In India la situazione è tragica.

Secondo i dati delle agenzie di stampa viene violentata una donna ogni ventidue minuti, ma ci sono anche tante, come una ragazza di sedici anni, che sono sfuggite in tempo alla morte mentre stavano per essere sacrificate su una pira dietro il suggerimento di un guru o come Meriam Yahia Ibrahim Ishag, la donna di 27 anni incinta di otto mesi condannata a morte da un tribunale di Khartoum per "apostasia" perché cristiana pur avendo un padre musulmano in Sudan, o altre che vengono lapidate dai parenti per la semplice ragione di essersi sposate senza il consenso dei genitori.

Si tratta di episodi di una brutalità inquietante, ma che spesso avvengono sotto il velo dell'omertà della stessa famiglia.

Le leggi contro lo stupro dopo il 2012 in India sono state inasprite, ma il fenomeno della violenza sulle donne purtroppo non è stato debellato.

Sono certamente situazioni limite, ma non isolate, né limitate alla società indiana.

Indubbiamente ci sono società e culture nelle quali la condizione di subordinazione e perfino di schiavitù della donna è davvero disumana, ma occorre riflettere in maniera più ampia sulla situazione di disuguaglianza di genere esistente in tutto il mondo e che poi provoca i drammi sopra riportati.

La soggezione della donna al potere degli uomini è sostanzialmente frutto dell'autorità patriarcale che progressivamente si è costruita storicamente dopo il neolitico quando la società era invece sostanzialmente matricentrica, si badi bene, e non matriarcale.

Uscendo dall'economia di raccolta e caccia e fondando quella di accumulo e commercio nelle società urbane, cadono i principi di condivisione e di solidarietà nelle comunità ed emergono quelli di proprietà e forza che determinano il potere sempre più forte dell'uomo.

Da quel momento la collettività diventa sessista e finisce per ridurre la donna in schiavitù anche se in maniera diversa nelle varie società; comincia di conseguenza la lotta per la relazione di potere e per l'uguaglianza nel mondo.
Non vi è alcun dubbio che storicamente ci siano stati dei tentativi per costruire comunità fondate sulla parità di genere e sull'uguaglianza sociale sia con la rivoluzione che con il voto democratico, ma il potere dell'uomo costituito nella cultura, nell'economia e perfino nella famiglia e nelle istituzioni religiose ha prevalso ponendo una forte egemonia sulla socialità della donna che finisce al servizio completo dell'uomo.

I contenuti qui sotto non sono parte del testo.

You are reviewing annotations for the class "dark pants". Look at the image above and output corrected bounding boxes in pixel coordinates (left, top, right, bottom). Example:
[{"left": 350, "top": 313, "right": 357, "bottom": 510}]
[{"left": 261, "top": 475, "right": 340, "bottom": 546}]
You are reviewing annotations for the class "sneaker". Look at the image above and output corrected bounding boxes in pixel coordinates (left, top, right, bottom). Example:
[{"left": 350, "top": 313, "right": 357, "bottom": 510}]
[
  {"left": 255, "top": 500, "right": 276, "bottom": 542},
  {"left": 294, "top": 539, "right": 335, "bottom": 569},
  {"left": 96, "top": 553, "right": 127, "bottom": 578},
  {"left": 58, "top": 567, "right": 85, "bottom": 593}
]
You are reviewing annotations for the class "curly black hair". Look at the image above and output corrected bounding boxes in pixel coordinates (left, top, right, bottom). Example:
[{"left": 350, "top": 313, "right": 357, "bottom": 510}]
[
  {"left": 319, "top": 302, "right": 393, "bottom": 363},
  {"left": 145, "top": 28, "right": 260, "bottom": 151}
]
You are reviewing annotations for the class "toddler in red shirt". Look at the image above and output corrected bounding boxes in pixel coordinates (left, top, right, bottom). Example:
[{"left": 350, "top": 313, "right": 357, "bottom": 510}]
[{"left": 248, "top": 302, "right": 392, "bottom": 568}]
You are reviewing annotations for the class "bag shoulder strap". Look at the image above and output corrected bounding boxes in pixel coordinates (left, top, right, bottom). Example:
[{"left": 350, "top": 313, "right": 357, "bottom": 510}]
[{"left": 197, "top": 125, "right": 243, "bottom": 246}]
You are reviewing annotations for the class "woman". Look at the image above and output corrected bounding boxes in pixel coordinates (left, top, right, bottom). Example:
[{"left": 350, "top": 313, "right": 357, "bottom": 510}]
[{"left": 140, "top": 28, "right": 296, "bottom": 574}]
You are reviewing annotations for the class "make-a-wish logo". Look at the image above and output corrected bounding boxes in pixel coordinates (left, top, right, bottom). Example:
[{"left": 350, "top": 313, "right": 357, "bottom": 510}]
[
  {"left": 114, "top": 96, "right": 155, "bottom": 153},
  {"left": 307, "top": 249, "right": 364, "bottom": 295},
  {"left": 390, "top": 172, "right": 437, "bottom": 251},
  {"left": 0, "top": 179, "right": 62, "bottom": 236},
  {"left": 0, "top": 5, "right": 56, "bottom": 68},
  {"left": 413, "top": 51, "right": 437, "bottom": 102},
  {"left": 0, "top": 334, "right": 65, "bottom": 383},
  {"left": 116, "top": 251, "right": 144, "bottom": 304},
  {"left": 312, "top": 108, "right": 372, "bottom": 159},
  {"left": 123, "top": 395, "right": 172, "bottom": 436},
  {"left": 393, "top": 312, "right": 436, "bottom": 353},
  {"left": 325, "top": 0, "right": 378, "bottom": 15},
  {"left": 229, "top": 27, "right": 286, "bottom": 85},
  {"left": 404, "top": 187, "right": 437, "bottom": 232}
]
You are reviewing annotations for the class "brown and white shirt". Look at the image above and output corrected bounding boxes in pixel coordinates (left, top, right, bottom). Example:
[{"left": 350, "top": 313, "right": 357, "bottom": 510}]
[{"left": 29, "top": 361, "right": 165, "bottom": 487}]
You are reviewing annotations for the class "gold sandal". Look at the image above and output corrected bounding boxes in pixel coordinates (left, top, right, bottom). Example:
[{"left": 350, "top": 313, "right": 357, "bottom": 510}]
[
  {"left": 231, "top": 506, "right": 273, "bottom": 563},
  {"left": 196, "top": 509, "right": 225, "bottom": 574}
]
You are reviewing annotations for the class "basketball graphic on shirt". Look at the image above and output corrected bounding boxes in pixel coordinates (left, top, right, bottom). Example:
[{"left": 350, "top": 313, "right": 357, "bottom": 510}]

Certo ci sono state e ci sono donne capaci di rivendicare i loro diritti e di raggiungere anche ruoli di guida e di indirizzo politico nei loro Paesi, ma se in tanti luoghi bisogna ancora lottare perché esse abbiano la garanzia dell'istruzione, la libertà decisionale e di movimento, se in altri esiste ancora il turismo sessuale, addirittura minorile, se la prostituzione e perfino la pubblicità mercifica il corpo femminile riducendolo ad un prodotto da vendere o schiavizzandolo, se la comunicazione continua a seminare discriminazione di genere e violenza, se è così difficile ancora l'ottenimento della parità di genere nelle mansioni politiche e manageriali, vuol dire che il cammino di liberazione in generale della donna incontra serie difficoltà.

Il movimento femminista ha tentato di far avanzare rivendicazioni di vario tipo, ma forse l'errore fondamentale è stato quello di fermarsi a richieste limitate, legate ad esempio prevalentemente alla libertà sessuale, mentre la linea di azione dovrebbe essere quella di un movimento planetario che si muove per ridare alla donna i diritti nodali di libertà, di opinione, di partecipazione decisionale e di ruoli paritari a livello di genere sul piano politico, istituzionale, culturale e sociale.

Ci sono certo uomini che, fuori dal maschilismo imperante, hanno grande rispetto della dignità della donna e che operano per ridarle uno stato di parità a qualsiasi livello, ma sono le donne che devono assumere la guida di un movimento di rivendicazione piena dei propri diritti.

Per ciò che riguarda gli episodi di violenza sopra citati davvero raccapriccianti occorre un'azione di contrasto con pene severe per chi si macchia di tali azioni, ma è soprattutto necessario che a livello culturale e pedagogico noi tutti cerchiamo di prevenire simili brutalità tentando di orientare le coscienze al rispetto della dignità dell'altro e ricostruendo talune istituzioni, come ad esempio la famiglia, non sull'egemonia del maschio, ma sulla parità e sull'amore.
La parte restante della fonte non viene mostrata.